とある狂人の育成記12

 波折が中二になると、いよいよ波折の容姿は周りよりも飛び秀でているのだと、顕著にわかるようになった。思わずぎょっとするくらいに、波折は綺麗だ。

 容姿もさることながら、波折は成績もかなりよかった。俺が内面でも人を惹きつけられるように勉強も教えこんでいたから、というのもあるが、元々の素質のようだ。性格については、俺が誰からも受けの良さそうな振る舞いを教えてやっていたから、もう、何も知らない人からみたら波折は完璧な人間だった。

 そして。最近になって、ようやくジャッジメントスクールの制度ができあがったらしい。裁判官となるものを育てる学校だ。裁判官といえば今の時代でかなりの地位を持つ職業。波折に多くの人を引きつける存在となってほしい俺としては、是非入学してほしいものだ。だから、魔術も今から教えてやった。裁判官や特定敷地内におけるジャッジメントスクールの生徒以外が魔術を使うことは違法ではあるが、そんなことどうでもいい。今から教えこんで、ジャッジメントスクールに入った暁には校内トップの成績を収めてもらう。

 ただ、ひとつ問題があった。

 魔術は、知識をいくらつけたところで完璧に扱えるようになるわけではない。それは、俺が今まで調べてきてわかったこと。人の本質が魔術に影響するから、意識的に魔術を完全に使いことなすことなどできないのだ。ただ波折の場合、何かの魔術が得意で何かの魔術が苦手、といった風に偏りがあるわけではない。波折という人間の本質はなんだろう、と把握しなければ、ジャッジメントスクールでトップをとれるほどの人間には、なれない。

 波折ってどんな人間だ?

 いろいろと、考えてみる。人格が形成されるであろう幼少期。もうそのころには、俺が彼の両親を殺した。そしてそれからまもなく俺が調教を開始した。好きなものは、特に無し。嫌いなものも、特に無し。波折は、空っぽの人間だ。空っぽ? 本当にそんな人間が存在するか?


「ご主人様、ご主人様。えっち、したいです」

「……」


 いや、波折は空っぽではない。
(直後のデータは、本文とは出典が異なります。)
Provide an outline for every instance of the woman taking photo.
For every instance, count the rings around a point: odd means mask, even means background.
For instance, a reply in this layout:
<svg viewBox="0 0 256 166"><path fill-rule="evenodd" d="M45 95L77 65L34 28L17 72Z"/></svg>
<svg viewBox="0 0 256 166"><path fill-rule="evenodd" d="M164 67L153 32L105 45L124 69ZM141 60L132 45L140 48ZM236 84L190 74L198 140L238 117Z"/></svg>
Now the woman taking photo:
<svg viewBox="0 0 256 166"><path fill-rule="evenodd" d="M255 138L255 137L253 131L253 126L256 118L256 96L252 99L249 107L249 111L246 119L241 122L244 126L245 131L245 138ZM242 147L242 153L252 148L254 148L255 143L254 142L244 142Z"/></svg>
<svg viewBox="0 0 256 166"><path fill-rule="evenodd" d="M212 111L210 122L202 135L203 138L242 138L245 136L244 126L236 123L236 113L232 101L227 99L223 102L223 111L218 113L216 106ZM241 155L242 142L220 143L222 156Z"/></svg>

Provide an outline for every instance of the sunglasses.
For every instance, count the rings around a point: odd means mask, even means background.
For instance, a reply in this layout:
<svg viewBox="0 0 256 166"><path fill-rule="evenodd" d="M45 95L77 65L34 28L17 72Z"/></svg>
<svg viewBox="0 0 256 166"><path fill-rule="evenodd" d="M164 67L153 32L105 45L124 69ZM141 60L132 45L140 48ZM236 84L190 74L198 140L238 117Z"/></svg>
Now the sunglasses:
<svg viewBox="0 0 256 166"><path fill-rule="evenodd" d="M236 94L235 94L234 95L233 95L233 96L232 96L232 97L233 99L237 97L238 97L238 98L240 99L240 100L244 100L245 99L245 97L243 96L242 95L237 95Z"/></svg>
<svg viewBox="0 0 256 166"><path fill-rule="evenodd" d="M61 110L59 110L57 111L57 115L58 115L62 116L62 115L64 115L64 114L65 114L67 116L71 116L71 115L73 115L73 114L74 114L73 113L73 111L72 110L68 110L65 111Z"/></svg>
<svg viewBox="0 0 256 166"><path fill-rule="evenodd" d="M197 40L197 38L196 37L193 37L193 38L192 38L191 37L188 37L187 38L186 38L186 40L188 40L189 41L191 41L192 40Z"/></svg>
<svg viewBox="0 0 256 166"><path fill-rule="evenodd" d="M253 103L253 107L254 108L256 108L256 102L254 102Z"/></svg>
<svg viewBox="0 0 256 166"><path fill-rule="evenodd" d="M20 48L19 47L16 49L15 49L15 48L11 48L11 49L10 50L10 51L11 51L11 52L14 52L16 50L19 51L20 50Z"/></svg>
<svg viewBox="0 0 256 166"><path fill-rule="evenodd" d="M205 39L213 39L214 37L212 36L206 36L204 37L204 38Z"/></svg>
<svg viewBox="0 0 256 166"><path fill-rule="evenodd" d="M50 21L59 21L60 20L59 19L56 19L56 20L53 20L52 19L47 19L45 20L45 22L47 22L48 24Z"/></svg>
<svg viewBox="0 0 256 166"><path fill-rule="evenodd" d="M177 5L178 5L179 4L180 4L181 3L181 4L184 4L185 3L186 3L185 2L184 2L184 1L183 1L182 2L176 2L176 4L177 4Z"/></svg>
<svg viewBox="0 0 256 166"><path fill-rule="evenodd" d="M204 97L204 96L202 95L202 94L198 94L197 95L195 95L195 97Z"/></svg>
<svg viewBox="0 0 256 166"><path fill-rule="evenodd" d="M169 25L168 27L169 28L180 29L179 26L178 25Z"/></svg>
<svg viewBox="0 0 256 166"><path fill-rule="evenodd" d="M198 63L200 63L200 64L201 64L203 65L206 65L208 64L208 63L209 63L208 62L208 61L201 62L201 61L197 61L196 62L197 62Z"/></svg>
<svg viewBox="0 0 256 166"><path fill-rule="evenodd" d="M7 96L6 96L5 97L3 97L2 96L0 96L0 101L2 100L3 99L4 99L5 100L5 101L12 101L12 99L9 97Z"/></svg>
波折のなかは、俺が占めている。波折が、俺の全てじゃないか。


「波折」

「はい」

「波折は、俺のためになんでもできるよね」

「もちろんです、ご主人さま」


 できる。俺が全ての頂点に立てと言ったのなら、波折はそれを遂行できる。全ての魔術を完璧に扱える。

 波折は、完璧な人間に、なれる。